Dans l’HTA essentielle qui concerne la majeure partie des patients, le traitement va consister tout d’abord à observer les règles d’hygiène alimentaires, c’est-à-dire manger peu salé (moins de 6g de sel par jour), faire des exercices physiques réguliers soutenus (au moins 150 mn répartis dans la semaine), lutter contre l’excès de poids, arrêter l’intoxication au tabac ou à l’alcool. Le respect de ces règles permet de diminuer la tension artérielle. Mais chez certains patients, on va associer des médicaments.
Peut-on en guérir ?
Dans de rares cas d’HTA secondaire et d’HTA liée à la grossesse, on peut guérir définitivement. Pour le reste, je dirai que guérir, c’est parvenir à normaliser la tension et à contrôler les autres facteurs de risque en vue d’être à l’abri de complications.

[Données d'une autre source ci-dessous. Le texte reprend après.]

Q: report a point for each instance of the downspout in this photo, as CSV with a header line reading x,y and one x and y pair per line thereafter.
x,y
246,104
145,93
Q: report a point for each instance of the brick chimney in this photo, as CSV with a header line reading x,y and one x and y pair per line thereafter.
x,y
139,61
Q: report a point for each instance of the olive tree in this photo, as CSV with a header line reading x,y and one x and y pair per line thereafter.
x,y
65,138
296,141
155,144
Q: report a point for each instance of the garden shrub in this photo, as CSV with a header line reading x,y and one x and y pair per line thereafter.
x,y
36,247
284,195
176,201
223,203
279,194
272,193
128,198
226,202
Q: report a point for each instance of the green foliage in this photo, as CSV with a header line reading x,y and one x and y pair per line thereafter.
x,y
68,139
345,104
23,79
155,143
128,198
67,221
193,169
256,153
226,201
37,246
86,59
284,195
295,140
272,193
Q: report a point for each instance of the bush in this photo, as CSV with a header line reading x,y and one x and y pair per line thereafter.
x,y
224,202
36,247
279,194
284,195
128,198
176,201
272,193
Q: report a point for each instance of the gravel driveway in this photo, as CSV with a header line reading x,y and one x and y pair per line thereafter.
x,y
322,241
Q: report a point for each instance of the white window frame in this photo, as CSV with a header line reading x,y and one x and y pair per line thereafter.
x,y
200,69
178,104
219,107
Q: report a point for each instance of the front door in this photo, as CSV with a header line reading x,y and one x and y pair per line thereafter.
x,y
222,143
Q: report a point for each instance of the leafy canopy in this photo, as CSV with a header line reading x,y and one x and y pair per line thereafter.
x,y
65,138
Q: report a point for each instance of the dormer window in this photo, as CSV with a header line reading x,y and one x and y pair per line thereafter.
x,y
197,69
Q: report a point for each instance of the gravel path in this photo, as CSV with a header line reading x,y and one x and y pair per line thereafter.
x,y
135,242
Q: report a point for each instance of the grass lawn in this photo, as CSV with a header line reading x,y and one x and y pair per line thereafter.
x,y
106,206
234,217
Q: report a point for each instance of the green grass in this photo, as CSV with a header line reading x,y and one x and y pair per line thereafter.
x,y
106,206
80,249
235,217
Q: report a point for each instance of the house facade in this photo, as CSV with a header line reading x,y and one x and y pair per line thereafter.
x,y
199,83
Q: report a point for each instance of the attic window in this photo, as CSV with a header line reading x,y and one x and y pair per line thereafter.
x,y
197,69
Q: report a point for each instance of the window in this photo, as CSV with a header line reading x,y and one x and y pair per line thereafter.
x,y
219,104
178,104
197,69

Quelles peuvent être ces complications ?
Il y a des complications notoires qui font d’ailleurs toute la gravité de la maladie ; d’où l’utilisation de l’expression «silent killer» (tueur silencieux) par les Anglo-saxons pour la désigner. En effet, l’HTA est très sournoise. On peut avoir parfois des patients qui ont 22 de tension, mais qui ne ressentent rien, parfois aussi, c’est de façon fortuite, lorsqu’ ils prennent leur tension qu’ils se rendent compte qu’elle est élevée. Pourtant cette hypertension est réputée pour endommager nos organes nobles pouvant entraîner une crise cardiaque, une insuffisance cardiaque, une insuffisance rénale, un accident vasculaire cérébral (AVC), une démence et même rendre aveugle ou l’amputation des jambes.
L’HTA de la femme enceinte, notamment l’HTA gravidique (liée à la grossesse) peut aussi être très grave, car pouvant provoquer une pré-éclampsie sévère, voire une éclampsie.
La contraception peut-elle être à l’origine d’une HTA ?
Oui, mais pas toutes les méthodes contraceptives. C’est notamment la contraception à base d’hormones estrogènes (les pilules) qui vont favoriser la sécrétion d’autres substances peuvent provoquer l’HTA.
L’HTA peut-elle entraîner des troubles sexuels ?
Oui, d’abord par le biais de la tension elle-même. Si l’HTA n’est pas diagnostiquée tôt, avec le temps, elle altère les artères, notamment celles qui sont logées au niveau des organes d’érection et affecte la fonction érectile et même la libido. Parmi les médicaments contre l’HTA, certains peuvent aussi causer des troubles sexuels. Mais très souvent, la raison est purement psychologique.
Les musulmans observent en ce moment le mois de jeûne. Est-ce que le jeûne est contre-indiqué chez les hypertendus ?
Non, il n’y a pas de contre-indication chez l’hypertendu simple. Aujourd’hui nous avons des médicaments qui sont pris une seule fois par jour et qui agissent pendant 24h. Il suffit donc de revoir les horaires de prise et les doses. Il faut donc consulter son cardiologue qui indiquera les mesures nécessaires pour permettre de prendre les médicaments de manière appropriée et faire son jeûne.
Vos conseils de cardiologue pour éviter l’HTA ou pour bien vivre avec son HTA.
Tout d’abord, les personnes adultes (18 ans et plus) doivent songer à se faire dépister au moins une fois dans l’année. Et lorsque la tension est élevée, il faut consulter un médecin qui va indiquer la conduite à tenir qui peut être simplement le respect des mesures d’hygiène et diététiques. Ensuite, l’alimentation étant la pierre angulaire de la prise en charge, il est conseillé de consommer beaucoup de fruits et légumes. Aujourd’hui, il est inadmissible de passer toute une journée sans consommer des fruits et légumes (au moins 200 g). Enfin, il faut bouger et lutter contre le stress sans oublier les médicaments qui doivent être pris aux heures indiquées, avec suivi régulier chez le médecin, cela pour éviter les graves complications.